Although bone harvested from the patient is ideal, postoperative morbidity is sometimes
associated with hip bone or fibula (part of the knee) autografts. Morbidity of allografts is usually
related to the graft incorporating more slowly, and less completely, into the body.

In one study of over 1,000 patients who received very large allografts after bone cancer surgery,
researchers found that approximately 85% were able to return to work or normal physical
activities without crutches. However, approximately 25% required a second operation because
the first graft did not heal properly.

Infections associated with bacterial contamination of allografts are rare. However, they can result
in serious illness and death.

Alternatives

Despite the increase in the number of procedures requiring bone grafts, there is no ideal bone
graft substitute. However, there are a variety of natural and synthetic replacement materials used
instead of bone, including collagen (the protein substance of the white fibers of the skin, bone,
and connective tissue); polymers, such as silicone and some acrylics; hydroxyapatite; calcium
sulfate; and ceramics. Several new products are available or in development. They function as
bone graft substitutes or extenders. Demineralized bone matrix (bone that has had its calcium
removed) possesses some of the properties that the body uses to induce bone formation. Calcium
hydroxyappetite products or coral have structures similar to bone, and act as scaffolding for new
bone.

New BMP products are expected to be strong inducers of bone growth (osteoinductive).

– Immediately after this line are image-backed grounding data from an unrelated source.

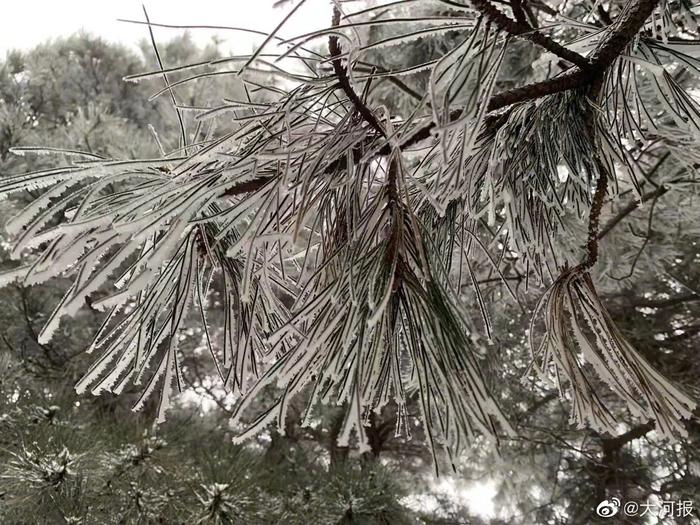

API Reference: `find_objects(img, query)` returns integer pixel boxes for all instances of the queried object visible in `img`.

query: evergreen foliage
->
[1,0,700,522]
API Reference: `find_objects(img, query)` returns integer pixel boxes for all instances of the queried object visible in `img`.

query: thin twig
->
[579,75,608,270]
[469,0,591,70]
[600,421,655,452]
[598,184,669,239]
[628,293,700,309]
[222,0,660,198]
[610,192,660,280]
[329,6,386,137]
[408,0,660,150]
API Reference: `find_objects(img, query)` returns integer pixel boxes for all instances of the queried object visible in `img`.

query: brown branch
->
[589,0,659,68]
[600,421,654,453]
[487,68,590,112]
[579,73,609,270]
[409,0,660,149]
[582,171,609,268]
[329,6,386,138]
[470,0,592,70]
[576,0,661,269]
[222,0,660,198]
[388,69,592,155]
[510,0,529,25]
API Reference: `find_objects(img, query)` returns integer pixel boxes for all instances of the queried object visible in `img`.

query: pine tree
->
[1,0,698,472]
[1,34,440,525]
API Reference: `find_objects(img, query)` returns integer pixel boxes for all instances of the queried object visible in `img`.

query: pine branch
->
[407,0,660,147]
[223,0,660,199]
[579,74,609,270]
[525,0,697,440]
[600,421,655,452]
[575,0,661,269]
[580,170,608,269]
[329,6,386,138]
[486,69,589,112]
[510,0,529,26]
[589,0,658,68]
[469,0,592,70]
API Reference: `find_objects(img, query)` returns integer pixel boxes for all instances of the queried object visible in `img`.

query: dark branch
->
[411,0,660,148]
[580,78,609,270]
[470,0,591,70]
[589,0,659,68]
[487,68,589,112]
[329,6,386,137]
[510,0,529,25]
[600,421,654,453]
[222,0,660,198]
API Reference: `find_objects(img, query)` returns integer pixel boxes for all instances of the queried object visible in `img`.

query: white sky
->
[0,0,331,55]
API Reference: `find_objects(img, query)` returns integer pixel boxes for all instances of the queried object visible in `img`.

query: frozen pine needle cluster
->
[1,0,698,464]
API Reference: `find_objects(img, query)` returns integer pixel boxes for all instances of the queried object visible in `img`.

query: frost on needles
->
[0,0,697,465]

These
new products will be relatively expensive, but will grow bone better than the patient's own bone,
eliminating the need for bone graft harvesting. Bone morphogenetic proteins have been extracted
from natural tissues and produced in the laboratory to stimulate bone production in animals and
humans. Because they do not have the same drawbacks as grafts, surgeons are hopeful that they
will soon be able to use BMP and laboratory produced BMP to aid in the generation and repair of
bone.

The INFUSE Bone Graft (rhBMP-2) has received Food and Drug Administration approval, and
has demonstrated better patient outcomes than hip autografts with regard to length of surgery,
blood loss, hospital stay, reoperation rate, median time to return to work, and fusion rates at six,
12, and 24 months following surgery.

Advances in tissue engineering have provided polymer based graft substitutes with degradable,
porous, three-dimensional structure. New bone may be grown on these products; the grafts then
slowly dissolve, leaving only the new bone behind.